My ankles submerged in the water, I waited a few seconds and let the mud seep through my sneakers. I always find it necessary to adjust to walking through the mud. There’s something that feels inherently wrong about striding right into swamp muck when you were sitting in a van listening to music and minding your own business just minutes before.
As I stood in the water I took in the swamp. In contrast to my visit in March, I could see several pairs of orange eyes looking back at me, illuminated in the beam of my headlamp. As the weather warmed in the last few weeks, the alligators emerged. There were a couple alligators zooming around the main pool of the swamp, perhaps hot on the trail of prey. I could also see the eyes of a smaller, solitary and motionless alligator about 20 feet away. Instinctively, I scanned the water around my legs and watched my step, although I knew there was unlikely to be any danger.
Alligator eyes, and those of the curious cows, reflect light because of a layer of tissue in the back of their eyes called the tapetum lucidum (which would be an awesome band name). The tapetum lucidum reflects available light onto an animal’s retina. This allows the animal to see better in the dark by making the most of the little light that’s available. As you might expect, tapetum lucidums are most often found in nocturnal animals. One side-effect of this tissue is bright and glowing eyes when illuminated by a flashlight. It’s a lifesaver too; the bright eyeshine of a deer in the road has likely averted many car accidents.
Putting the cruising alligators out of mind, I began to help seine through the waters of the swamp. Sirens spend most of their time within dense aquatic vegetation or within packs of leaves that settle at the bottom. In these hidden areas, they wait to ambush prey, such as small fish or tadpoles. They’re also safer here from predators, like the patrolling alligators. There wasn’t a lot of cover in this pond, however, and we struggled to find areas that looked promising.
By the time 11:00 had rolled around, we had yet to match the total catch of our previous attempt, a single siren. We were, however, hauling in plenty of small bluegill, largemouth bass, and crayfish. We held a few of the latter to feed the captive siren at Auburn. It was apparently a picky eater, and would only accept the clawed crustaceans. Resigned and tired, we decided to give the seine one last try.
As we hauled the net out of the water, we noticed a larger than usual mass of weeds. It was a promising pile that we set upon with an enthusiasm that defied the late hour. A brown squiggling form caught our attention, but it was revealed to be a small bullhead, a type of catfish.
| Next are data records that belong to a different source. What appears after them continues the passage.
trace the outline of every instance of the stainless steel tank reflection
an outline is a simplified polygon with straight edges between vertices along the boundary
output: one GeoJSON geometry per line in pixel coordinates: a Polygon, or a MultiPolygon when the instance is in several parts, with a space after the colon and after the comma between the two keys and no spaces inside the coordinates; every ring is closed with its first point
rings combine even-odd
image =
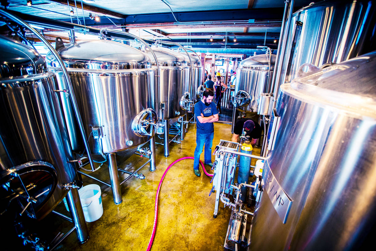
{"type": "MultiPolygon", "coordinates": [[[[74,159],[56,82],[35,50],[0,36],[0,217],[5,225],[28,226],[29,218],[41,219],[71,195],[67,186],[74,181],[76,169],[69,162],[74,159]]],[[[85,224],[77,203],[75,211],[85,224]]],[[[81,226],[86,230],[77,231],[86,233],[80,236],[83,242],[87,229],[81,226]]]]}
{"type": "MultiPolygon", "coordinates": [[[[184,115],[191,98],[189,67],[181,53],[161,47],[152,47],[159,65],[159,118],[164,120],[184,115]]],[[[147,54],[155,67],[155,60],[150,51],[147,54]]]]}
{"type": "MultiPolygon", "coordinates": [[[[203,84],[202,83],[202,66],[201,65],[201,59],[194,52],[190,52],[190,58],[188,57],[188,55],[184,52],[180,53],[185,58],[185,61],[187,62],[187,65],[190,67],[190,68],[192,70],[192,81],[191,87],[191,97],[193,98],[194,102],[197,102],[201,99],[202,96],[202,92],[200,93],[199,90],[199,87],[200,85],[203,84]],[[191,67],[191,64],[192,63],[192,67],[191,67]]],[[[188,74],[189,73],[188,73],[188,74]]]]}
{"type": "MultiPolygon", "coordinates": [[[[152,109],[154,71],[146,54],[105,40],[71,43],[58,52],[72,81],[92,152],[135,151],[153,135],[153,126],[142,125],[143,120],[155,122],[156,118],[152,109]]],[[[49,53],[46,58],[49,68],[57,75],[60,89],[66,89],[55,58],[49,53]]],[[[65,110],[69,126],[73,124],[69,102],[65,110]]],[[[80,151],[77,127],[69,129],[73,149],[80,151]]]]}
{"type": "Polygon", "coordinates": [[[262,93],[271,92],[276,56],[269,54],[250,57],[237,70],[233,104],[241,112],[257,112],[262,93]]]}
{"type": "Polygon", "coordinates": [[[375,68],[376,52],[281,86],[251,250],[361,250],[373,240],[375,68]]]}
{"type": "Polygon", "coordinates": [[[346,0],[318,2],[294,13],[274,92],[297,77],[299,68],[305,63],[320,67],[376,49],[375,12],[374,1],[346,0]]]}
It was carefully grabbed and thrown unceremoniously back into the swamp. Following the catfish were numerous dragonfly larvae, more bluegill, but no giant writhing form that would give away the two-foot long amphibians we were after. Resigned, we started to toss back the clumps of vegetation into the water, just in case there was a fish stuck inside that we missed, and rolled up the seine in preparation for the drive home. When the last clump of swamp weeds was removed, a slight movement caught my eye.
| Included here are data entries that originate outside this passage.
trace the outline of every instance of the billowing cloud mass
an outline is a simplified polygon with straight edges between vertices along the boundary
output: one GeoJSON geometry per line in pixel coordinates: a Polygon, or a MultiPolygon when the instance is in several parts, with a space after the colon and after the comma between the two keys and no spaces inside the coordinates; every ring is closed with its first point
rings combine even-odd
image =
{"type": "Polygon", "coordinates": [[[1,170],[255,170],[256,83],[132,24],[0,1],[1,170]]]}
A tiny, eel-like animal wriggled within a slight puddle in the mud. It was with great excitement that I scooped up the beast and exclaimed that the expedition was a success after all; we had captured a siren barely an inch long. It was a larval siren. When greater sirens are babies, they’re miniscule and incredibly difficult to find or trap. In fact, it was the first one ever recorded from the state of Alabama.